Rainer Hamann, MdBB

SPD-Bürgerschaftsfraktion Land Bremen

Bremen blüht auf – Obstbäume auf öffentlichen Flächen

Obstbäume für Bienen und Pirol

BREMISCHE BÜRGERSCHAFT Drs. 18/396 S Stadtbürgerschaft 18. Wahlperiode

Antrag der Fraktion der SPD

Obstbäume sind nicht nur reine Nahrungslieferanten. Sie sind Teil der heimischen Artenvielfalt und bieten auch der Tierwelt wie Insekten und Vögeln Zufluchtsorte und Nahrungsquellen. Darüber bilden diese auch eine optische Verschönerung des Stadt- und Landschaftsbildes, insbesondere zur Blütezeit.

In der Stadt Bremen gibt es zahlreiche Obstwiesen, die sich jedoch hauptsächlich in bereits ohnehin ländlich geprägten Ortsteilen am Stadtrand befinden. In den zentraleren Stadtteilen gibt es hingegen kaum oder überhaupt keine Obstbäume.
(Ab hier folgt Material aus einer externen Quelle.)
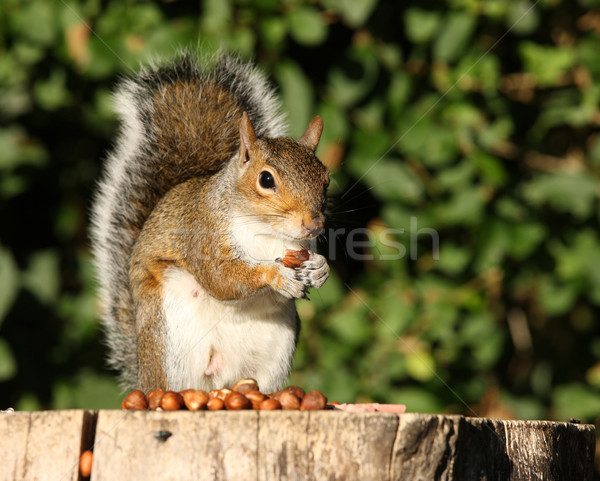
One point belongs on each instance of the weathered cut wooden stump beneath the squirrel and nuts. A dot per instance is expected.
(290, 445)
Es soll daher geprüft werden, ob bei Neupflanzungen auch in zentraleren öffentlichen Grünflächen Obstbäume angeppflanzt werden können. Denkbar wäre auch eine entsprechende Anpflanzung in den oft weitläufigen Grünflächen zwischen Geschosswohnungsbauten in Kooperation mit den jeweiligen Wohnungsbaunternehmen. Dabei soll sichergestellt werden, dass die Verkehrssicherheit nicht beeinträchtigt wird. Das Obst selbst soll der Allgemeinheit zur Verfügung stehen, ein entsprechendes Informationsangebot kann helfen, über die Art der angepflanzten Obstbäume zu informieren. Internetportale wie etwa mundraub.org informieren bereits jetzt über frei zugängliche, Früchte tragenden Bäume und Pflanzen.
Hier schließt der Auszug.